This paper presents an experimental investigations to study the hysteretic behavior of circular hollow section (CHS) X-connections which widely applied in various tubular structures. Cyclic in-plane bending moment (IPBM) loading patterns and geometric parameter of brace-to-chord diameter ratio (β) were varied in testing four connection specimens, to evaluate the influence of load patterns on the hysteretic behavior of the connections. Test results shown that regardless of load patterns and connection details, all specimens showed plump and no pinching effect for the hysteresis curve before cracking occurred, all specimens shared similar final failure modes (the chord wall near the intersection teared) and similar energy dissipation modes (mainly rely on the plastic deformation of the chord wall near the intersection). However, the influence of loading patterns on the hysteretic behavior of the X-connections with varied β is different. For the CHS X-connections with large β, it developed higher flexural strength, better ductility and more energy dissipation performance under synchronized down and up IPBM (SDUI) loading pattern than that under take turns to align clockwise and counterclockwise IBPM (TCCI) loading pattern; while for the X-connections with small β, it is opposite. This experimental observation result was further affirmed by a simplified analytical model and FE analysis results. The test results also indicated that regardless of the load patterns, increasing β trend to significantly improve the strength, ductility ratio and energy dissipation behavior of CHS X-connections under cyclic IPBM, and the current specification trend to give conservative prediction on the in-plane flexural strength of the X-connections.

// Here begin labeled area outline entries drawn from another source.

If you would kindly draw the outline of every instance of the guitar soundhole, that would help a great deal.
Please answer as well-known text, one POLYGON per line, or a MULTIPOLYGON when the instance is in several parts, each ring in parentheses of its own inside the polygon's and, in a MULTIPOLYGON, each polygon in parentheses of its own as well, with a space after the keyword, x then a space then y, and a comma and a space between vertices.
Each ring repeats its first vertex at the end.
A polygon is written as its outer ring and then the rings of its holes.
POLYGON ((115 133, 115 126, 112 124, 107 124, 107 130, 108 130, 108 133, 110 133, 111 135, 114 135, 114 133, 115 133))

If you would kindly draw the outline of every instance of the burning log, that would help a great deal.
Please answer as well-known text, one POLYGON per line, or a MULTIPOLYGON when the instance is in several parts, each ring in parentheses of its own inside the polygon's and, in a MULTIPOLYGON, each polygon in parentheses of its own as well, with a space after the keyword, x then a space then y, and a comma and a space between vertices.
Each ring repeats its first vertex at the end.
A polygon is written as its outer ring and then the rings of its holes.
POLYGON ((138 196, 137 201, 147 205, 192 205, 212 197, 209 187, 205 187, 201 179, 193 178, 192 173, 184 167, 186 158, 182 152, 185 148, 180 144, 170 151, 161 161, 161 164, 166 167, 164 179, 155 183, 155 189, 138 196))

本文提出了一项实验研究，以研究广泛应用于各种管状结构的圆形空心截面 (CHS) X 连接的滞后行为。循环平面弯矩 (IPBM) 加载模式和支撑弦直径比 ( β ) 的几何参数在测试四个连接样本时发生变化，以评估加载模式对连接的滞后行为的影响。试验结果表明，无论荷载模式和连接细节如何，所有试件在开裂前的滞后曲线均表现出丰满且无夹挤效应，所有试件具有相似的最终破坏模式（交叉点附近的弦墙撕裂）和相似的能量耗散模式（主要依靠交叉点附近弦墙的塑性变形）。然而，加载模式对具有不同β的 X 连接的滞后行为的影响是不同的。对于具有大β的CHS X连接，在同步上下IPBM（SDUI）加载模式下比在顺时针和逆时针轮流对齐IBPM（TCCI）加载模式下具有更高的抗弯强度，更好的延展性和更好的能量耗散性能; 而对于β较小的 X 连接，则相反。简化的分析模型和有限元分析结果进一步证实了这一实验观察结果。测试结果还表明，无论负载模式如何，增加β趋势显着提高循环 IPBM 下 CHS X 连接的强度、延性比和能量耗散行为，并且当前规范趋势对 X 连接的平面内抗弯强度给出保守预测。